Salmon: Cyprus' Bad Haircut Day

NEW YORK ( Reuters Blogs ) -- As The Wall Street Journal reports , Cyprus has said όχι to the idea of taxing deposits: good for them. And the parliament did so decisively, as well: 36 "no" votes, 19 abstentions, and (as FT Alphaville notes) zero "yes" votes. Even the president, who initially said in an official statement that Cyprus had no choice but to say yes, was already moving on the Plan B before the vote was even taken (as ekathimerini.com notes ), although no one yet is entirely clear what exactly Plan B entails.

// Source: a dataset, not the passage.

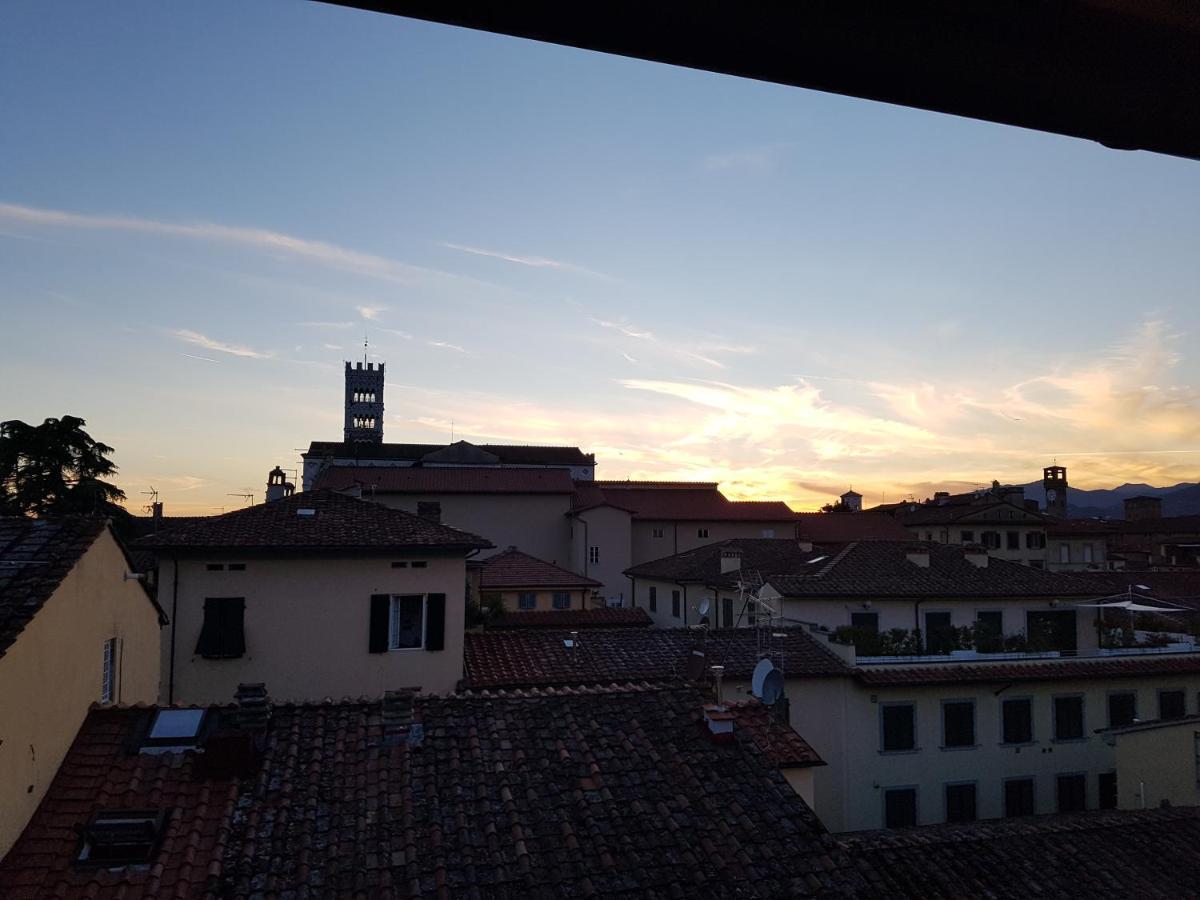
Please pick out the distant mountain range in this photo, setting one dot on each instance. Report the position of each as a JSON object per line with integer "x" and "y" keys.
{"x": 1181, "y": 499}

One very big hint comes from the fact that the Cypriot finance minister, Michael Sarris, is in Moscow Tuesday (where, according to Reuters, he's denying via text message reports that he has resigned). Russia accounts for the lion's share of Cyprus' uninsured deposits, and president Vladimir Putin has said, according to Business Insider , that even a 9.9% tax on those deposits would be "unjust, unprofessional and dangerous." Given that the only way that Cypriot president Nicos Anastasiades kept the tax to less than 10% was by taxing the insured depositors at an unacceptable 6.75%, there is obviously a lot of appetite within Russia to help Cyprus find a way out of this mess.

One way to do that would be for Gazprom, the Russian energy giant, to spend a few billion euros ( see Greece.GreekReporter.com) on rights to Cyprus' natural gas resources; another, according to Storify would be for the Russians to buy a bank or two ( see this Financial Times article ), leaving Cyprus to raid local pension schemes for extra liquidity until natural-gas revenues come on stream. Or, of course, there's always the Buchheit-Gulati option, I recently wrote about . The thing they all have in common is the idea that they're basically trying to provide a bridge to the point at which Cyprus starts getting lots of money from its natural gas. Of course, the gas might not exist at all, or (according to the Guardian), it might take a decade before it actually starts seeing revenues, so there's risk here. But the point is that in Cyprus, uniquely, kicking the can down the road actually makes sense: If you get far enough down the road, there's a real chance that everybody could end up being paid off in full, or making a substantial profit.

It's not clear that Greece's parliament will grok the distinction, however, which makes this particular game very dangerous for the Eurogroup. For the time being, the EU and IMF -- and, crucially, the ECB (according to Reuters) -- are keeping the lines open to Nicosia: The idea seems to be that so long as they don't need to cough up any more than the 10 billion euros they've already agreed to, they'll let Cyprus find the balance of the needed cash any way it wants. But here's the rub: If Cyprus gets to reject the Troika and largely set its own terms, then everybody else ( the Greek parliament) will want to be able to do that as well. And no one in Europe's centers of power really wants the Mediterranean periphery getting too uppity.